SENATE BILL REPORT
This analysis was prepared by non-partisan legislative staff for the use of legislative members in their deliberations. This analysis is not a part of the legislation nor does it constitute a statement of legislative intent.
As Reported by Senate Committee On:
Energy, Environment & Technology, February 22, 2018
Title: An act relating to extending existing telecommunications authority to all ports in Washington state in order to facilitate public-private partnerships in wholesale telecommunications services and infrastructure.
Brief Description: Extending existing telecommunications authority to all ports in Washington state in order to facilitate public-private partnerships in wholesale telecommunications services and infrastructure.
Sponsors: House Committee on Technology & Economic Development (originally sponsored by Representatives Dye, Doglio, Jenkin, Chapman, Vick, Stonier, Wylie and Walsh).
Brief History: Passed House: 2/14/18, 98-0.
Committee Activity: Energy, Environment & Technology: 2/20/18, 2/22/18 [DPA, w/oRec].
SENATE COMMITTEE ON ENERGY, ENVIRONMENT & TECHNOLOGY
Majority Report: Do pass as amended.
Signed by Senators Carlyle, Chair; Palumbo, Vice Chair; Brown, Hawkins, Hobbs, McCoy, Ranker, Sheldon and Wellman.
Minority Report: That it be referred without recommendation.
Signed by Senator Ericksen, Ranking Member.
Staff: Jan Odano (786-7486)
Background: A rural port district in existence on June 8, 2000, may acquire and operate telecommunications facilities for their own internal telecommunications needs within and outside of its district and to provide wholesale telecommunications services within its district limits.
Rural port districts providing wholesale services must:
ensure that their rates, terms, and conditions are not unduly or unreasonably discriminatory or preferential;
keep accountings of revenues and expenditures of their wholesale telecommunications activities separate from their internal telecommunications operations;
dedicate the revenues from the wholesale activities to paying off the costs incurred in building and maintaining the telecommunications facilities; and
charge themselves the true and full value of telecommunications services provided by their separate telecommunications functions to the district.
Rural port districts may not exercise powers of eminent domain to acquire telecommunications facilities or contractual rights to such facilities.
A rural port district is defined as one located in a county with an average population density of less than 100 persons per square mile.
Summary of Bill: The bill as referred to committee not considered.
Summary of Amended Bill: Extended to all ports is the authority to acquire and operate telecommunications facilities for district use and to provide wholesale telecommunications services within and outside district limits.
A port district may select a telecommunications company to operate all or a portion of the port's telecommunications facilities.
A port district that has not previously provided telecommunications services as of the effective date of the act, must first develop a business plan.
Fiscal Note: Available.
Creates Committee/Commission/Task Force that includes Legislative members: No.
Effective Date: Ninety days after adjournment of session in which bill is passed.
Staff Summary of Public Testimony on Substitute House Bill: The committee recommended a different version of the bill than what was heard.
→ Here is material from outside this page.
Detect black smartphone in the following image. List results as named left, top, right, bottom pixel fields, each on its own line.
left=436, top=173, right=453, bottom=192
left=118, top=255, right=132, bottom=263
PRO: Rural ports that have participated since 2000 have great success story and their business model is exciting. This is an important piece to getting broadband to rural areas. Ports are uniquely qualified to partner with private entities. PUDs and ports were authorized at the same time to provide broadband infrastructure. Since then, PUDs have developed 9000 miles of broadband infrastructure while ports have only built 300 miles. This is in part due to the constrained authority of the ports and the nature and mission of ports. Ports build strategic portions of infrastructure for the development of jobs and the local economy. The need for rural broadband is great and passing this bill would deploy resources to meet that need.
Persons Testifying: PRO: Representative Mary Dye, Prime Sponsor; James Thompson, Washington Ports; William Bridges, CenturyLink.
Persons Signed In To Testify But Not Testifying: No one.